Last Mile Solutions - The pitch

Mass transit not convenient enough but hate driving in traffic? Try Last Mile Solutions.

Last Mile Solutions - The fun part

There is a fun combination of demand estimation and resource routing in this idea. What will the commuter demands be tomorrow and where are the best places to locate the cars throughout the day?

Last Mile Solutions - The growth potential

There are over 400,000 daily mass transit riders only counting BART. The roads likely bring another 200,000 people into San Francisco per day. If LMS were able to get 10% of the total commuters, that would be a profit of $60,000 per day or roughly $15 million per year. Expanding to other cities, this could grow by 10x to over $100 million a year.
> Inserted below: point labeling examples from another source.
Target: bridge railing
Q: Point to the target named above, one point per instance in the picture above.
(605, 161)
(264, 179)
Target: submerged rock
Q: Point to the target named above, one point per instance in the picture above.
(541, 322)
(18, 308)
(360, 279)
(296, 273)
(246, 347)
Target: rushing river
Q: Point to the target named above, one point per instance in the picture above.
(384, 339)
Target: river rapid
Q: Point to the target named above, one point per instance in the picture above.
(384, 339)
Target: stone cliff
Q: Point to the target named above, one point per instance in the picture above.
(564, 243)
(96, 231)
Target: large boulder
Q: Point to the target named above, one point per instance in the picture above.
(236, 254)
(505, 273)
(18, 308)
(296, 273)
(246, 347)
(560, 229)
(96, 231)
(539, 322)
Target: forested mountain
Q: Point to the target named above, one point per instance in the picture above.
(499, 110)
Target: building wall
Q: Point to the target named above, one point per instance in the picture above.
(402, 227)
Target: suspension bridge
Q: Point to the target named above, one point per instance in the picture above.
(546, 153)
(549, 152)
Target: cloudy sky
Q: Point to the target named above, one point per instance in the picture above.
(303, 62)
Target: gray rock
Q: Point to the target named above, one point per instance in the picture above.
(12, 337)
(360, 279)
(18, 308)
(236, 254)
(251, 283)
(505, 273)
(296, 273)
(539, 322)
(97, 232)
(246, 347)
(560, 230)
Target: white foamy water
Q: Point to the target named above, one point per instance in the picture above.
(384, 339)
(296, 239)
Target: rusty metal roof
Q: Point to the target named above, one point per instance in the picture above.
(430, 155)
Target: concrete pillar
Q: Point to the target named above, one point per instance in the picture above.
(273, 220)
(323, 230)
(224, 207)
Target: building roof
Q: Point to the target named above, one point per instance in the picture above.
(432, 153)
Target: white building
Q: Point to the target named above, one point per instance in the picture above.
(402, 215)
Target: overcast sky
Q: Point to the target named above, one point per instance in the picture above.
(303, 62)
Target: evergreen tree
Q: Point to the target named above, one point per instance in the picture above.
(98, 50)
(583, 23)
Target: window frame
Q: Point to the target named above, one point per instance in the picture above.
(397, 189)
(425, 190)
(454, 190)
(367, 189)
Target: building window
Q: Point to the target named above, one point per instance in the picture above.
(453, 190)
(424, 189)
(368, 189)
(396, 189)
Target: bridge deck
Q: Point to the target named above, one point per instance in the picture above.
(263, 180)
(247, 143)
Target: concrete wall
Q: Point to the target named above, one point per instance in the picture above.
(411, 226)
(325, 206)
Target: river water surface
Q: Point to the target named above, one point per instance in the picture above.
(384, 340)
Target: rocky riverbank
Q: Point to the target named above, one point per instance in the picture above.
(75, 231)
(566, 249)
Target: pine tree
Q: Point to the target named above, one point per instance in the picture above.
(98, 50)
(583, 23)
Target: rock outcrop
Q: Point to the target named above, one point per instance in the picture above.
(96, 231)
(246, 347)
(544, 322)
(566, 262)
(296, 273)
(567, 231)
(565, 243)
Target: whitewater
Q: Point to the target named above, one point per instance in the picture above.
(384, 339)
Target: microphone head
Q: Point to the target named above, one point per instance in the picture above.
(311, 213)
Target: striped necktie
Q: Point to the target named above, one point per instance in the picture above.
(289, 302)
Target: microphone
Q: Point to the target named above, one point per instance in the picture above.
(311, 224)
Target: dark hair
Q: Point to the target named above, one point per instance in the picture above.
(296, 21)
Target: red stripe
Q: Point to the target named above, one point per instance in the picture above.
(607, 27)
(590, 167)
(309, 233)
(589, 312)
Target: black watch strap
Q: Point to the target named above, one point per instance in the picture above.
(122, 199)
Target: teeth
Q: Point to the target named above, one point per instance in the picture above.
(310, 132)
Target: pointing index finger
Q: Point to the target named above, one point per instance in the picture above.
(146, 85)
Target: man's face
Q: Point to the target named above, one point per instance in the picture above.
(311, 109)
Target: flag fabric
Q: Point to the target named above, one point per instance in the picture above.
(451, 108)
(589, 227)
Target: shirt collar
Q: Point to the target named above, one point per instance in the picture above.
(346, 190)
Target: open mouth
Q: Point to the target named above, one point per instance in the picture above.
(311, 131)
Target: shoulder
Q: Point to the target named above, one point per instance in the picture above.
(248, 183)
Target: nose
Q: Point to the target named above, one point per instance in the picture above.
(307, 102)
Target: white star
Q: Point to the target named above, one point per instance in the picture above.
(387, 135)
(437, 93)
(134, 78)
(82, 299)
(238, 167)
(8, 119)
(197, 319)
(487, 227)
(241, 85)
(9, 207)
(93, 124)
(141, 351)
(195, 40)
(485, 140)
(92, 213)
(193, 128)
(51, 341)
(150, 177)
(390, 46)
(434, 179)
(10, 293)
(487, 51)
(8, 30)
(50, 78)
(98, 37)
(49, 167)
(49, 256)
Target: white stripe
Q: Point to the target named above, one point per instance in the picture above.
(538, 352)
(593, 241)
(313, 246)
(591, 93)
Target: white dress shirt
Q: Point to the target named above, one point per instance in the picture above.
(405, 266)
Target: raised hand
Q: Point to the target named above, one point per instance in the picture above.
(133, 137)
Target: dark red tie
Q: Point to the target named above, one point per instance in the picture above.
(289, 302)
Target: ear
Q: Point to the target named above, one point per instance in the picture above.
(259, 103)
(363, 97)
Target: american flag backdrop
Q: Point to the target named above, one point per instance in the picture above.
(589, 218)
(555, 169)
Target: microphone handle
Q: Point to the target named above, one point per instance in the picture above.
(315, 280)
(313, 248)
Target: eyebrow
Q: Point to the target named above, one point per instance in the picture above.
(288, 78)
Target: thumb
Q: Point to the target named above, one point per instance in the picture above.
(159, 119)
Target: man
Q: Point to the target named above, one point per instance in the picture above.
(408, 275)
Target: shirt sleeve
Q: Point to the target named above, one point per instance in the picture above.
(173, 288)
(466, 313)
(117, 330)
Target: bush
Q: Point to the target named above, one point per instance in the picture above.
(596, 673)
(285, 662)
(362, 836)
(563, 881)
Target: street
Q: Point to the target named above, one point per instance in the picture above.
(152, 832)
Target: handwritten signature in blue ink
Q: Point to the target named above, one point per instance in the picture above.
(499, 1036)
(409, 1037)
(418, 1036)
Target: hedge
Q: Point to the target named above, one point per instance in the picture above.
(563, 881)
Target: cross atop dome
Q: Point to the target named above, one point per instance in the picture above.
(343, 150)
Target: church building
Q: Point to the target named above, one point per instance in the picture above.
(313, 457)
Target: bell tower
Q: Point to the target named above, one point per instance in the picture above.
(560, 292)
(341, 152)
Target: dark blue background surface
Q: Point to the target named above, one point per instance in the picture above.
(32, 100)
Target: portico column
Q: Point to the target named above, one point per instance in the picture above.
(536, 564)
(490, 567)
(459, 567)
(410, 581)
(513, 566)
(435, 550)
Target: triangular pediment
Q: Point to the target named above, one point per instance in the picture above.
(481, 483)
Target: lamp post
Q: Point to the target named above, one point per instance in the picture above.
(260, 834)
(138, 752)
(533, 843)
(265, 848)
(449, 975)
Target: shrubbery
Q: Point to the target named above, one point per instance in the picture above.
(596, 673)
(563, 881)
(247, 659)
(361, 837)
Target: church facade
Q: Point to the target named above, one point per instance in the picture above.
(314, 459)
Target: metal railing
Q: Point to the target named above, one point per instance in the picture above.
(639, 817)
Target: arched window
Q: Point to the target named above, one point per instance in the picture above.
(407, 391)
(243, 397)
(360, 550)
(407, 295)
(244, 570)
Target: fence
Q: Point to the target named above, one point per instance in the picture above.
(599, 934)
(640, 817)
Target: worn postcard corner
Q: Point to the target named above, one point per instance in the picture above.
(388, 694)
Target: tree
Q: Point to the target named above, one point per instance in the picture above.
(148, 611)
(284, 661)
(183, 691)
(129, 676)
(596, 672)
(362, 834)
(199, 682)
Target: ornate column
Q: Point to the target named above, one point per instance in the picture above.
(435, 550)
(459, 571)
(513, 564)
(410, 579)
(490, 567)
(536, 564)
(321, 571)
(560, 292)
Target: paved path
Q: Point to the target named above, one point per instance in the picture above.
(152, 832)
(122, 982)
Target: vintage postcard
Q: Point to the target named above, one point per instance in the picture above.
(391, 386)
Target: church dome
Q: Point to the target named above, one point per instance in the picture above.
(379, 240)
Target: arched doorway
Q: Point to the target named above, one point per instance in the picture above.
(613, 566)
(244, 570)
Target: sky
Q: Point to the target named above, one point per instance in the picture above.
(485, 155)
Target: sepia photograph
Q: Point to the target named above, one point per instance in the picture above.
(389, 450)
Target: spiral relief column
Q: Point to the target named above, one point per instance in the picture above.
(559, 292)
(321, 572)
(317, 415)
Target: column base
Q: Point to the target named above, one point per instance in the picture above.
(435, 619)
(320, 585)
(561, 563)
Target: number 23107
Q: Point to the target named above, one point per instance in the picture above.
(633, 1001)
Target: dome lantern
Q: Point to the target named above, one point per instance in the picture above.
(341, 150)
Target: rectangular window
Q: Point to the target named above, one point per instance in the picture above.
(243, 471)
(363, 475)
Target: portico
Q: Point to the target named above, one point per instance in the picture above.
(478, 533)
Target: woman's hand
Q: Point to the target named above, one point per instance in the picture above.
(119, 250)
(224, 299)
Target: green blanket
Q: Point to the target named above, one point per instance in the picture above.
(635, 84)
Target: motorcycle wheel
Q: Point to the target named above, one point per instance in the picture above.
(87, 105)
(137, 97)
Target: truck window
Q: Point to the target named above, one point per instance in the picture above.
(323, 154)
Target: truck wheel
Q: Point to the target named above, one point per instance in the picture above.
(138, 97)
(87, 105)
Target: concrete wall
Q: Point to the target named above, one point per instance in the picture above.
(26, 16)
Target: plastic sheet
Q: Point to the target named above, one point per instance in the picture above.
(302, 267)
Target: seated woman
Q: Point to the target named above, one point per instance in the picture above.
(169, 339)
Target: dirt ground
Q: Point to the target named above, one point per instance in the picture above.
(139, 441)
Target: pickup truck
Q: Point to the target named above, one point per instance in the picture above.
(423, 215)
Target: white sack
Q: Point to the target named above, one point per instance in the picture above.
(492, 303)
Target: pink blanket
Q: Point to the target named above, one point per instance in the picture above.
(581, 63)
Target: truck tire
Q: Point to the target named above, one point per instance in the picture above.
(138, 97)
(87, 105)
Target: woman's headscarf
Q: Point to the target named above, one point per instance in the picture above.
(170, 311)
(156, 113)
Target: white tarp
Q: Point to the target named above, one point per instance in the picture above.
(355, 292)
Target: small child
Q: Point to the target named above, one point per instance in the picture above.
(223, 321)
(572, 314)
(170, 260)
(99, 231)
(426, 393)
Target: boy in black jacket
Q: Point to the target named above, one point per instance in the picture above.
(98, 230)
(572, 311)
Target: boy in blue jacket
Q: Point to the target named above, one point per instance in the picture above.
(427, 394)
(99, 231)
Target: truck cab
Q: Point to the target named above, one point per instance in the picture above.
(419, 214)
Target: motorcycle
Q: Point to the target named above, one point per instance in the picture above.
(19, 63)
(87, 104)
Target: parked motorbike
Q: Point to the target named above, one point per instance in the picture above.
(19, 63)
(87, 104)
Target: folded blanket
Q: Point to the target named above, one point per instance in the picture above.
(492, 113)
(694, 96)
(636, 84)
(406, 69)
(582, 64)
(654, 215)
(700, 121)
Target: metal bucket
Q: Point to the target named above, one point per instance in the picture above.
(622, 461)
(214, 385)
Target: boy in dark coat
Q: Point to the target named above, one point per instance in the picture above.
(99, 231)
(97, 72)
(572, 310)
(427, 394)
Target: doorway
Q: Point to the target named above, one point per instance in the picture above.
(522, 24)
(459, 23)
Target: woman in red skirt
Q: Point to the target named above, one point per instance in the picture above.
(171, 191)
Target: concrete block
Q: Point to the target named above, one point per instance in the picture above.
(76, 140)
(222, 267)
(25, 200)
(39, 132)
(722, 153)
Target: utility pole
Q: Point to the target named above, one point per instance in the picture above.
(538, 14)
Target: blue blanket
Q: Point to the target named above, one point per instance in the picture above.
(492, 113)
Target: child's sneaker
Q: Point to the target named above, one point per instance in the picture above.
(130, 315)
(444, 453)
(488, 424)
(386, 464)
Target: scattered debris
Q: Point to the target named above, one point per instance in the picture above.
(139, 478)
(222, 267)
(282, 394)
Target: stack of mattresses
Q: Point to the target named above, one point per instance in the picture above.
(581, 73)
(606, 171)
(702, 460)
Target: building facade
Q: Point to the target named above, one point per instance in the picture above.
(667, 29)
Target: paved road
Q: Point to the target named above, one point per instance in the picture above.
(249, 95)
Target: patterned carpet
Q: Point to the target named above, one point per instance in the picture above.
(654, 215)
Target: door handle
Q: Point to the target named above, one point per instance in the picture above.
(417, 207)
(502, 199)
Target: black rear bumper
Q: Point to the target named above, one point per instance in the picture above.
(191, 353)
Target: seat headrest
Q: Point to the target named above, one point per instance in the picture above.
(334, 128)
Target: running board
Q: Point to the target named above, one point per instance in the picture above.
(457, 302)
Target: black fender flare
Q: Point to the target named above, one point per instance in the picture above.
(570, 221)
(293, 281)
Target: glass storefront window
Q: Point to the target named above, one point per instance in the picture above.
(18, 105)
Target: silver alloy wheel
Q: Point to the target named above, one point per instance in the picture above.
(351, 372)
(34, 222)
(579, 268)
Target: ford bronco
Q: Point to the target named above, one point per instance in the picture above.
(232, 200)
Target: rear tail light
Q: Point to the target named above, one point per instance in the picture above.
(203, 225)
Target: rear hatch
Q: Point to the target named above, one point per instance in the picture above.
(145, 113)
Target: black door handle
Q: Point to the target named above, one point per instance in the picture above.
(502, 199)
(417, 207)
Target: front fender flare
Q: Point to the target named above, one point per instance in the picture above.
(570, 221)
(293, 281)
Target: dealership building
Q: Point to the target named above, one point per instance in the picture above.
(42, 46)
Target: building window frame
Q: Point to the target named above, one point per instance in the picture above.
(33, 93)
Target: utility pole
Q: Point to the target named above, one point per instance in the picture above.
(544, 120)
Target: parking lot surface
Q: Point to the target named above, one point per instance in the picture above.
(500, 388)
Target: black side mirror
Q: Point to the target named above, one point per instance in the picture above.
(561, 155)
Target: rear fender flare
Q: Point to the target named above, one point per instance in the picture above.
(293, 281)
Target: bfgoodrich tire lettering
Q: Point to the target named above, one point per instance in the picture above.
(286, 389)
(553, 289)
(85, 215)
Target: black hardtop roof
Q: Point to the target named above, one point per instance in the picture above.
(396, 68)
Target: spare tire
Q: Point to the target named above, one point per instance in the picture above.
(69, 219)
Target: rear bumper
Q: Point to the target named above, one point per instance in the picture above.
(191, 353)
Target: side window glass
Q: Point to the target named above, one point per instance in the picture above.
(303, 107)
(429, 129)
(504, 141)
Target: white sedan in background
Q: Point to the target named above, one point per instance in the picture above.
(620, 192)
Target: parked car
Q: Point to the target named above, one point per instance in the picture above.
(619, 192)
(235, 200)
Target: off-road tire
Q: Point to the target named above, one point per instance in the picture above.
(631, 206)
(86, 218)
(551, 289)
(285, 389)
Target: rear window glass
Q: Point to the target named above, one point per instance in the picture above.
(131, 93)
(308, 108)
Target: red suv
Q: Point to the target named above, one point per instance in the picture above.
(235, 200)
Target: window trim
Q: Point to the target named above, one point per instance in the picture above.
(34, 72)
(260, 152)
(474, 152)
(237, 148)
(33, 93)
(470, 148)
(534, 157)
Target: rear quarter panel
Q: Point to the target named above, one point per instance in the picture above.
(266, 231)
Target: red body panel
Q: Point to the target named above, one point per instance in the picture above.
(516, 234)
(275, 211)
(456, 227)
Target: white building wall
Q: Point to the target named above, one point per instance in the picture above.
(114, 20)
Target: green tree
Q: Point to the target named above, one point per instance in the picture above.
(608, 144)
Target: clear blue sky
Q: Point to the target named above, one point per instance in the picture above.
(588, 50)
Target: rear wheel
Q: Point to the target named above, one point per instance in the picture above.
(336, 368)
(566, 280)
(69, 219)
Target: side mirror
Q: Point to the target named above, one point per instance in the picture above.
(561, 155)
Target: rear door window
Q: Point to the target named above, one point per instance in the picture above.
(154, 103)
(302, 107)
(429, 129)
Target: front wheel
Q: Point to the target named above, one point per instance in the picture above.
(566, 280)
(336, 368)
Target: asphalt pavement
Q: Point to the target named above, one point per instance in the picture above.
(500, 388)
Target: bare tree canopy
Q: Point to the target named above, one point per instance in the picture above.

Last Mile Solutions - The monetization

The pricing would be $12 per day (or $3 per day for self-driving cars) for cars where the longest trip is 1.5 miles, e.g., a 1.0 mile drive to the metro, ride the metro, and a 0.5 mile drive to work (and the reverse in the evening). For bikes, the cost would be $6 per day.

The car costs

Driving costs At a cost of $0.25 per mile for gas and wear and tear, and an average 4 miles per day per user, the total cost would be $1 per commuter per day.

Parking costs (city) In many cities it costs $15 per day for parking. It would only cost one fifth of that for the smart cars because of their size and that they can be perfectly packed with no need for isles. The result is $3 per day per car in a garage designed for Last Mile Solutions (LMS). LMS would also lease 2-4 spaces near most mass transit stops adding another $3 per day per car. (suburbs) Parking is the suburbs would be at least three times cheaper than in cities, so I expect the cost to be $1 per day per car. I think each car could serve 7 commuters per day. So the cost per commuter would be $1 per commuter per day.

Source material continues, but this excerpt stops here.